We talk about those, the Strategica essays.

And just a reminder that

we have at the Hoover Institution, which is on the Stanford campus, we have this the Role of Military History and Contemporary Conflict Working Group.

That's the formal title.

And

I chair it.

And then Bruce Thornton is a senior editor.

And David...

Berkey is a managing editor of the Strategica online magazine.

And what we do in that magazine is we have about a 2,000-word essay, we call it the backgrounder.

And this issue,

we've had just had a recent issue on nuclear weapons and what's their viability.

We had one on Ukraine.

I think the next one that's in the preparation is on the use of tanks.

Are they still as important as everybody seems to be obsessed with?

So we get an historian or an analyst to write about the issue in historical context.

And then I try to pick a 750 to 800 word op-ed that is going to be antithetical.

So we, in this large group of scholars, analysts, historians

in our group, we have probably 10 or 12 different points of view on every issue.

And so we try to get opposing points of view.

And then during the year, we require essays to join our annual meeting.

Everybody has to write three or four hundred word essays on particular topics.
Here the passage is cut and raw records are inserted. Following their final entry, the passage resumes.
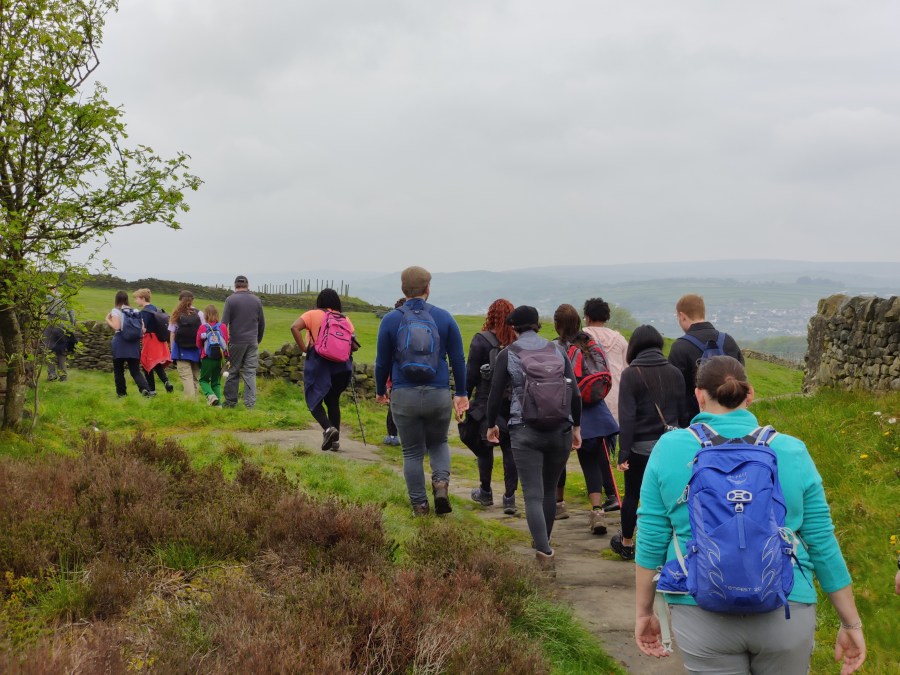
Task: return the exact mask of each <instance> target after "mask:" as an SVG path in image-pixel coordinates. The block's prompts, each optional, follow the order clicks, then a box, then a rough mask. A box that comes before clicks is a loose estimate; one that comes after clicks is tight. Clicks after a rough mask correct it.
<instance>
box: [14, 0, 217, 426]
mask: <svg viewBox="0 0 900 675" xmlns="http://www.w3.org/2000/svg"><path fill="white" fill-rule="evenodd" d="M117 8H118V2H117V0H0V344H2V349H0V353H3V354H4V358H5V361H6V369H7V372H6V384H7V387H6V389H7V393H6V404H5V406H4V410H3V419H2V423H0V426H2V427H3V428H7V429H9V428H13V429H14V428H17V427H19V426H20V425H21V422H22V418H23V414H24V403H25V393H26V363H27V361H28V360H29V359H33V358H34V354H35V351H36V349H37V344H36V343H37V340H35V336H36V335H39V334H40V330H41V328H40V326H39V323H40V318H41V317H42V316H43V312H42V311H41V303H42V302H44V300H45V298H46V290H47V288H48V287H50V286H54V285H56V284H57V281H58V280H59V279H60V277H64V278H66V279H68V280H69V283H70V284H71V280H73V279H77V277H78V274H79V273H80V272H81V271H83V265H76V264H75V263H73V262H72V261H70V260H69V256H70V253H71V252H72V251H73V250H74V249H76V248H85V247H86V248H88V249H89V250H90V251H92V252H96V251H97V250H98V249H99V246H100V245H101V244H102V243H103V241H104V239H105V237H106V236H107V235H108V234H110V233H111V232H113V231H114V230H115V229H116V228H119V227H129V226H132V225H138V224H143V223H154V222H155V223H162V224H164V225H166V226H168V227H170V228H174V229H177V228H178V227H179V224H178V222H177V220H176V219H177V217H178V216H179V214H180V213H182V212H184V211H187V209H188V206H187V204H186V202H185V200H184V192H185V191H186V190H188V189H190V190H196V189H197V188H198V187H199V186H200V184H201V181H200V180H199V179H198V178H197V177H196V176H193V175H191V174H190V173H189V172H188V165H187V162H188V159H189V157H188V156H187V155H186V154H184V153H178V154H177V155H176V156H175V157H172V158H163V157H160V156H159V155H157V154H156V153H155V152H154V151H153V149H152V148H150V147H148V146H145V145H130V144H128V135H127V133H126V129H125V123H124V121H123V111H122V109H121V108H120V107H117V106H114V105H112V104H111V103H109V102H108V101H107V100H106V90H105V88H104V87H103V86H102V85H101V84H99V83H98V82H96V81H94V79H93V74H94V72H95V70H96V69H97V67H98V66H99V64H100V60H99V57H98V49H99V47H100V44H101V42H102V38H103V28H104V22H105V19H106V17H107V16H108V14H109V13H110V12H114V11H116V9H117ZM70 288H71V286H70Z"/></svg>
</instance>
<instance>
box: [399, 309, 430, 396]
mask: <svg viewBox="0 0 900 675" xmlns="http://www.w3.org/2000/svg"><path fill="white" fill-rule="evenodd" d="M431 307H432V306H431V305H429V304H427V303H426V304H425V305H424V306H423V307H422V308H421V309H413V308H411V307H410V306H409V305H402V306H400V307H398V308H397V310H398V311H399V312H400V313H401V314H402V315H403V316H402V318H401V319H400V327H399V328H397V342H396V347H395V349H394V362H395V363H396V364H397V367H398V368H399V369H400V372H401V373H403V377H405V378H406V379H407V380H408V381H410V382H431V380H433V379H434V376H435V374H436V373H437V367H438V364H439V363H440V361H441V359H440V354H441V337H440V335H439V334H438V327H437V324H436V323H435V321H434V318H433V317H432V316H431V312H430V311H429V309H431Z"/></svg>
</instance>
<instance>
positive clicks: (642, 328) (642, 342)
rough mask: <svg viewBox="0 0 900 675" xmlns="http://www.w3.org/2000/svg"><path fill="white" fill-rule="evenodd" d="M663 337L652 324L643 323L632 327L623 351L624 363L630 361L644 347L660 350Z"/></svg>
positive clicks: (643, 347) (661, 347)
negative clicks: (650, 324) (633, 329)
mask: <svg viewBox="0 0 900 675" xmlns="http://www.w3.org/2000/svg"><path fill="white" fill-rule="evenodd" d="M662 347H663V339H662V335H660V334H659V331H658V330H656V329H655V328H654V327H653V326H648V325H646V324H645V325H643V326H638V327H637V328H635V329H634V332H633V333H632V334H631V339H630V340H629V341H628V349H627V350H626V351H625V363H631V362H632V361H633V360H634V359H635V357H637V355H638V354H640V353H641V352H642V351H644V350H646V349H659V350H662Z"/></svg>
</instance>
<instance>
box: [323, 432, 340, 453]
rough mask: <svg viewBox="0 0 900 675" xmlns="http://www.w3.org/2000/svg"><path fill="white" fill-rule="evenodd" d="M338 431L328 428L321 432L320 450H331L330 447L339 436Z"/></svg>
mask: <svg viewBox="0 0 900 675" xmlns="http://www.w3.org/2000/svg"><path fill="white" fill-rule="evenodd" d="M340 433H341V432H340V431H338V430H337V429H336V428H334V427H328V428H327V429H326V430H325V431H323V432H322V450H331V446H332V445H334V442H335V441H336V440H337V439H338V436H340Z"/></svg>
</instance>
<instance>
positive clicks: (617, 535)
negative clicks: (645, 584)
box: [609, 532, 634, 560]
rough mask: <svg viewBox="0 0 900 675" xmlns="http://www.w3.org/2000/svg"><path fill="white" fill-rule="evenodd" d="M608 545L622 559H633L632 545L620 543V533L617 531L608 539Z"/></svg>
mask: <svg viewBox="0 0 900 675" xmlns="http://www.w3.org/2000/svg"><path fill="white" fill-rule="evenodd" d="M609 547H610V548H611V549H612V550H613V551H615V552H616V553H618V554H619V557H620V558H622V560H634V546H626V545H625V544H623V543H622V533H621V532H618V533H616V534H614V535H613V536H612V539H610V540H609Z"/></svg>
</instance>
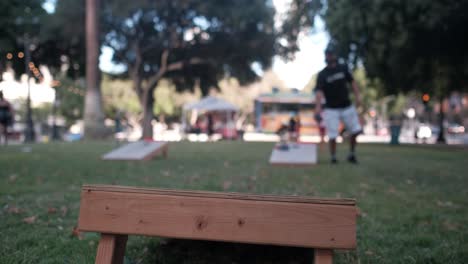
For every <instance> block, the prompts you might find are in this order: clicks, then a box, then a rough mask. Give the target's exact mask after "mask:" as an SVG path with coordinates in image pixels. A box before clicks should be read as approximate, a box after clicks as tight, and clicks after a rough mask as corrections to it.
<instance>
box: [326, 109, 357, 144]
mask: <svg viewBox="0 0 468 264" xmlns="http://www.w3.org/2000/svg"><path fill="white" fill-rule="evenodd" d="M323 119H324V121H325V127H326V129H327V135H328V138H329V139H336V138H337V137H338V134H339V131H338V130H339V127H340V121H341V122H343V123H344V125H345V127H346V130H348V131H349V132H350V133H351V134H353V135H354V134H358V133H360V132H361V131H362V128H361V124H360V123H359V117H358V114H357V111H356V108H355V107H354V106H353V105H351V106H348V107H346V108H326V109H325V110H324V111H323Z"/></svg>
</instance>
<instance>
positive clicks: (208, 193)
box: [82, 184, 356, 206]
mask: <svg viewBox="0 0 468 264" xmlns="http://www.w3.org/2000/svg"><path fill="white" fill-rule="evenodd" d="M82 191H83V192H85V191H86V192H91V191H106V192H117V193H139V194H161V195H176V196H187V197H204V198H222V199H235V200H253V201H273V202H292V203H313V204H335V205H350V206H354V205H356V200H355V199H342V198H341V199H337V198H316V197H304V196H291V195H289V196H287V195H281V196H278V195H257V194H248V193H234V192H222V193H221V192H209V191H193V190H172V189H154V188H141V187H129V186H118V185H100V184H95V185H87V184H85V185H83V187H82Z"/></svg>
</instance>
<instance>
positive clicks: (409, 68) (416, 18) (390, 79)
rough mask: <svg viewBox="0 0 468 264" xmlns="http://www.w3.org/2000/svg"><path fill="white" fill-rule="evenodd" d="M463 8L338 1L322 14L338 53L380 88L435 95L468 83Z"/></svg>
mask: <svg viewBox="0 0 468 264" xmlns="http://www.w3.org/2000/svg"><path fill="white" fill-rule="evenodd" d="M467 12H468V2H466V1H446V0H435V1H428V0H418V1H396V0H380V1H374V0H363V1H348V0H337V1H328V5H327V8H326V12H325V15H324V17H325V21H326V24H327V28H328V30H329V32H330V34H331V36H332V37H333V38H334V39H335V41H336V42H337V45H338V49H339V52H340V54H341V55H343V56H344V58H346V59H347V61H348V62H350V63H351V64H357V63H359V62H362V63H363V64H364V66H365V68H366V72H367V75H368V77H369V78H371V79H374V78H378V79H380V80H381V82H382V85H383V88H384V90H383V91H384V92H385V93H387V94H396V93H398V92H399V91H401V92H407V91H421V92H430V93H432V94H435V95H439V96H440V95H447V94H448V91H450V90H463V89H465V90H466V89H467V88H468V85H467V83H466V81H465V80H466V79H467V77H468V59H467V58H468V50H467V49H466V47H467V46H468V42H467V39H466V38H465V37H464V36H465V35H466V25H467V24H468V17H467V16H466V13H467Z"/></svg>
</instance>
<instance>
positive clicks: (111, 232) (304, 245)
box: [79, 188, 356, 249]
mask: <svg viewBox="0 0 468 264" xmlns="http://www.w3.org/2000/svg"><path fill="white" fill-rule="evenodd" d="M250 197H251V198H252V196H250ZM79 229H80V230H82V231H92V232H101V233H110V234H135V235H150V236H162V237H171V238H185V239H202V240H217V241H231V242H241V243H255V244H273V245H287V246H302V247H311V248H328V249H334V248H340V249H352V248H355V247H356V209H355V206H353V205H338V204H321V203H314V202H309V203H305V202H304V201H302V202H291V201H281V200H280V201H270V200H262V199H259V200H253V199H252V200H243V199H234V198H232V197H230V198H229V197H228V198H220V197H209V196H205V197H204V196H200V197H196V196H194V195H193V194H192V195H191V196H188V195H177V193H173V194H170V193H151V192H122V191H119V190H114V191H113V190H110V189H108V190H93V189H90V188H84V189H83V191H82V194H81V206H80V218H79Z"/></svg>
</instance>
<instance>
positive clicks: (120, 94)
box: [101, 74, 141, 118]
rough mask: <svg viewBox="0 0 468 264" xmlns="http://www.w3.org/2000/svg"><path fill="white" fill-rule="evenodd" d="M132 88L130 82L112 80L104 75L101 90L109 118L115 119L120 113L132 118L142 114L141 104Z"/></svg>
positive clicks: (119, 80)
mask: <svg viewBox="0 0 468 264" xmlns="http://www.w3.org/2000/svg"><path fill="white" fill-rule="evenodd" d="M131 86H132V82H131V81H130V80H120V79H112V78H111V77H110V76H109V75H106V74H104V75H103V79H102V82H101V89H102V97H103V101H104V112H105V114H106V116H107V117H109V118H115V115H116V114H117V113H118V112H124V113H125V114H126V115H130V116H137V115H139V114H141V105H140V102H139V101H138V97H137V96H136V94H135V92H134V91H133V90H132V89H131Z"/></svg>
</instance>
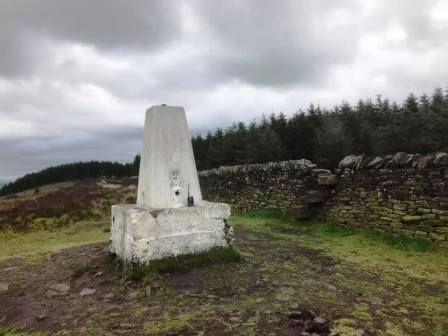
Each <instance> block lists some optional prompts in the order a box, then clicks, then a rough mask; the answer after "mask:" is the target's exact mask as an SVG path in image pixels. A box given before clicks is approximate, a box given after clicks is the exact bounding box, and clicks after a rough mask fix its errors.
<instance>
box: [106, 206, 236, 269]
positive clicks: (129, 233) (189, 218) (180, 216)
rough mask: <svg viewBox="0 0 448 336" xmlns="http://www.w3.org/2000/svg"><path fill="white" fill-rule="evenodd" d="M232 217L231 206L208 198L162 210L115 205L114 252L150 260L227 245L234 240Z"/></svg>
mask: <svg viewBox="0 0 448 336" xmlns="http://www.w3.org/2000/svg"><path fill="white" fill-rule="evenodd" d="M229 216H230V206H229V205H227V204H224V203H210V202H206V201H202V202H201V204H200V205H197V206H194V207H181V208H165V209H160V210H159V209H158V210H155V209H148V208H142V207H139V206H137V205H114V206H113V207H112V230H111V232H112V243H111V252H112V253H115V254H117V255H118V256H120V257H121V258H122V259H123V260H125V261H132V262H140V263H146V262H148V261H150V260H154V259H160V258H165V257H170V256H177V255H183V254H192V253H197V252H201V251H206V250H209V249H211V248H214V247H226V246H229V244H231V243H232V241H233V230H232V228H231V227H230V226H229V225H228V224H227V219H228V218H229Z"/></svg>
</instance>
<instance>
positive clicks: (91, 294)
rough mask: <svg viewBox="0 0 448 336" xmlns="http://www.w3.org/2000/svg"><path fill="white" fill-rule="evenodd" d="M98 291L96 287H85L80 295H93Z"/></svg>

And then we use, we draw on that corpus and add them in the magazine as enhancements.

And then we have a poll on particular questions.

We have study questions.

So I

it and it's not it's not with a C, it's with a K.

So it's strategica,

K-A.

And you can find it at the Hoover website or you can just Google Strategica and you'll find the issue.

We've never missed an issue.

We're, I think, issue 83.

So I urge you all to do it.

And this book grew out of that group, of which Bruce is a senior editor.

And with that,

we're going to have to wrap up today.

Thank you, Bruce Thornton, for coming in and talking about civilian and military relations in the United States and in general.

Thank you.

And the book is

Cage Fight, Bruce Thornton, Civilian and Democratic Pressures on Military Conflicts and Foreign Policy.

And we'll see you next time.

Thanks for coming in, Bruce.

All right.

And it's Victor Hansen's signing off.